- GEARHART AND PANEITZ: Sharp letters exchanged.
Although the University of Arkansas at Fayetteville is only 20 miles from Northwest Arkansas Community College at Bentonville, the two institutions seem to be drifting apart philosophically. Officials at both schools say they want to remain on good terms, but certain differences between them are not yet resolved. And may not be, to everyone's satisfaction.
One issue is NWACC's plan to establish a university center, through which students at the two-year community college could take televised courses from and receive degrees from four-year institutions. UA sees this as an intrusion on its territory, and an unnecessary duplication of services.
“The University of Arkansas, the flagship institution of the state, just 20 minutes from your campus, is your university center,” UA Chancellor G. David Gearhart said in a rather strongly worded May 1 letter to NWACC President Becky Paneitz. “The citizens of Arkansas simply cannot afford further fragmentation of resources to duplicate institutions and programs.”
Making matters worse, from UA's point of view, NWACC's original university-center plan called for Arkansas State University, a cross-state rival of UA, to be one of the four-year institutions offering degrees through the center. In a May 18 reply to Gearhart, Paneitz said that “as a show of good faith we have discontinued any conversation with Arkansas State University (ASU) about partnering in our proposed university center.” But her own rather strongly worded letter made few other concessions. She gave no indication that NWACC would abandon its plans for the center.
“As a comprehensive community college, we are committed to serving those students who have expressed strong interest in greater opportunities to obtain bachelor's degrees in their own community,” Paneitz wrote. “We certainly acknowledge that the UAF is the state's flagship university and value the vital role it plays in the state, and we are pleased whenever our students choose to continue their higher education at UAF. Nevertheless, while the UAF campus may be within driving distance for some students, it is the students themselves who determine what distance is affordable, what location is accessible, and what environment is desirable. Ease of access is critical to students' ability to enroll, persist, and succeed..”
More disagreement arose from NWACC's plan to enter an agreement with ASU under which honors students at NWACC would automatically be admitted to the honors program at ASU. UA is “strongly opposed” to the plan, Gearhart wrote:
“We view your potential announcement as declaring that our honors college is somehow insufficient to meet the needs of your students or that we somehow have little or no interest in your best students.”

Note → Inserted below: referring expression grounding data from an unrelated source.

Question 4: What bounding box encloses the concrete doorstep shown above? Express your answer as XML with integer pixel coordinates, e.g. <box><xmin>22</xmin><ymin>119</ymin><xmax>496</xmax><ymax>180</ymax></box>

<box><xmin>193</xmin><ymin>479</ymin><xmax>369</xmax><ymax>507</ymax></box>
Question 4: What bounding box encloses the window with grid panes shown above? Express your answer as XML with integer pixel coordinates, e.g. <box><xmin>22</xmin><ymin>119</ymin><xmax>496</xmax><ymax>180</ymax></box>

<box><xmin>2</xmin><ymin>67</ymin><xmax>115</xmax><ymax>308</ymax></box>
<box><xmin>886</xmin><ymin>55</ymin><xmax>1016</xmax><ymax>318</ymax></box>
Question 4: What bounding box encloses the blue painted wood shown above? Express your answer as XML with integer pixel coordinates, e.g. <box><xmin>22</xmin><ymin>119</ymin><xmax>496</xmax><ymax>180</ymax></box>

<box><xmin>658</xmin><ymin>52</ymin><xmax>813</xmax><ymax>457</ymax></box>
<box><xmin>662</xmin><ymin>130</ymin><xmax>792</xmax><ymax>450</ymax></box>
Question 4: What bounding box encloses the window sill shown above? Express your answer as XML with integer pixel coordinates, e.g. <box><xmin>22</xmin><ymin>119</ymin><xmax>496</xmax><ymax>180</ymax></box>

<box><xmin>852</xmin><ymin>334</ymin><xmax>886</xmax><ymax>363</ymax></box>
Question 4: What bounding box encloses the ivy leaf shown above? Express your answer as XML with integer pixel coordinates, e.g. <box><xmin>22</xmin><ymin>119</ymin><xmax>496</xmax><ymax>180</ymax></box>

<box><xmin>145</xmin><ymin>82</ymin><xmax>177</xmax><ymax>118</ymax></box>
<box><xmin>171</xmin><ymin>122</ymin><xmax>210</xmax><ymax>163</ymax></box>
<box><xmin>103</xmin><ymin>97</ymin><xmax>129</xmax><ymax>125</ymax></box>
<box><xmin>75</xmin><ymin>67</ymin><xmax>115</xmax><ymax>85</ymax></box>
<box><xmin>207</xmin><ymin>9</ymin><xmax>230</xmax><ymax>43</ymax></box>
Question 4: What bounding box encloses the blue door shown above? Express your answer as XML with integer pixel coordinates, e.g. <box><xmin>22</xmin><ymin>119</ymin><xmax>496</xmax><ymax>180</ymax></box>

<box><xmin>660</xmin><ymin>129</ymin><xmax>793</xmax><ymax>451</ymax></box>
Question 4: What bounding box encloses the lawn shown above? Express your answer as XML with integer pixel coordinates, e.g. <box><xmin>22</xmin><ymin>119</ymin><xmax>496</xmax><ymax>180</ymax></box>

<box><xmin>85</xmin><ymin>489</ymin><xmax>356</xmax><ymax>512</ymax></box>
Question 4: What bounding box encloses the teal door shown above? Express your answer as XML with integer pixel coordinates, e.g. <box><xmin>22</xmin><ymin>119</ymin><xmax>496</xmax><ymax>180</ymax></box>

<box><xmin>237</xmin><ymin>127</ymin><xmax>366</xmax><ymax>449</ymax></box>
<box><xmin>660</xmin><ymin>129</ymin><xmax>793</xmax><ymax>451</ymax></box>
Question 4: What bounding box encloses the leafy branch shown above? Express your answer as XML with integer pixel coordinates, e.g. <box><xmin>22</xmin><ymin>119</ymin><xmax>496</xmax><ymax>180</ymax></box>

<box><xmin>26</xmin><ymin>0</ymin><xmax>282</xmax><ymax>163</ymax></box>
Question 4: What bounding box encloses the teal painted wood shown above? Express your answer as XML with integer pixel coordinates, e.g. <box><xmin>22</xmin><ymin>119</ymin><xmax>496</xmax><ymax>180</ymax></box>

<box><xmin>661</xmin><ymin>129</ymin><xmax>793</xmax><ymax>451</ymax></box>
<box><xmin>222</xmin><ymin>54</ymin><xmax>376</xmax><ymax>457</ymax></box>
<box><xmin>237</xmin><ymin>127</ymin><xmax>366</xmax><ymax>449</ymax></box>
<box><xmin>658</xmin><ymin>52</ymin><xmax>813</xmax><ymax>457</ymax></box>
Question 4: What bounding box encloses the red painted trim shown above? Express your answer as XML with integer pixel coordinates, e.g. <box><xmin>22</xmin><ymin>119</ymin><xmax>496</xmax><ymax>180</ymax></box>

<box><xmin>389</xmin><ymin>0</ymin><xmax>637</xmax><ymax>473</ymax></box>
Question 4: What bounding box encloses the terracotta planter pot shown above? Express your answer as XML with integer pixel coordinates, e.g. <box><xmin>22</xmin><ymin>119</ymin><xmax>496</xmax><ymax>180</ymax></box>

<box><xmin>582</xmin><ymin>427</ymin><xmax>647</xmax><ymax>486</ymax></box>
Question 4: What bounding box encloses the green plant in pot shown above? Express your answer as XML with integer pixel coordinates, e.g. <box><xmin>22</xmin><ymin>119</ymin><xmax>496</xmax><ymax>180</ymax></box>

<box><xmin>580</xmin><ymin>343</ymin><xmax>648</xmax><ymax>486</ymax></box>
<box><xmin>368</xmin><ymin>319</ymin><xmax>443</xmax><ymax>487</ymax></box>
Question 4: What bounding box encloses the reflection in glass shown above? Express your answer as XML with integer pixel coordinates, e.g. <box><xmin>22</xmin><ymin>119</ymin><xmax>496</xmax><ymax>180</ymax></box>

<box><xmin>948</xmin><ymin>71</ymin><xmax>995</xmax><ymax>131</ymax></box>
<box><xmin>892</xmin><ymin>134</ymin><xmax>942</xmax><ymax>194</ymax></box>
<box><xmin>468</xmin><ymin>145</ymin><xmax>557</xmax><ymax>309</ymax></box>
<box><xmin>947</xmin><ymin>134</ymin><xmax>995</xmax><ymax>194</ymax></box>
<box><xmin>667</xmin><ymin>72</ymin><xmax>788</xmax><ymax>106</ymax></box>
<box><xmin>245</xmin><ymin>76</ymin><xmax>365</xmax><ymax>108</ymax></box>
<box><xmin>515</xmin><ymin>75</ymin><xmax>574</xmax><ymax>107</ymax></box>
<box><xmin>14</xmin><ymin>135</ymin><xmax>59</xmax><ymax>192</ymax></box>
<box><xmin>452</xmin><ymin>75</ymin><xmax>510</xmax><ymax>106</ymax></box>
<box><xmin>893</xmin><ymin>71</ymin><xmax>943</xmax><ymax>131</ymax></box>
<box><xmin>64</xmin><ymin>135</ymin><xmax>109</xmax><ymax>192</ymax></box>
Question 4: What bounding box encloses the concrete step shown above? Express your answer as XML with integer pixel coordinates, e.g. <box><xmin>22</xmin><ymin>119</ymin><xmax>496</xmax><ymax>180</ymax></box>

Gearhart said the existing agreement between UA and NWACC concerning honors students was straightforward. Paneitz replied that “to the best of our knowledge there is no formal agreement of any type between the NWACC and UAF Honors programs. Our understanding is that our Honors students can apply for admission into the Honors programs at UAF and have their application evaluated on a case-by-case basis, but that is by no means the same thing as [the proposed agreement with ASU].”
Jim Purcell, director of the state Department of Higher Education, has been advised of the dispute. “I talked to both Chancellor Gearhart and President Paneitz and expect the institutions involved will work through their differences,” Purcell told the Arkansas Times. “Within a decentralized higher education structure [such as Arkansas's], these types of issues occasionally occur.”
“Decentralized structure” means that each college and university is governed by its own board of trustees; there is no state board with authority over all the institutions. Under that arrangement, it would be very difficult for UA to stop NWACC from proceeding. Asked if there was anything UA could do if NWACC pursued its plans unchanged, Gearhart said “probably not. … I hope it doesn't come to that.”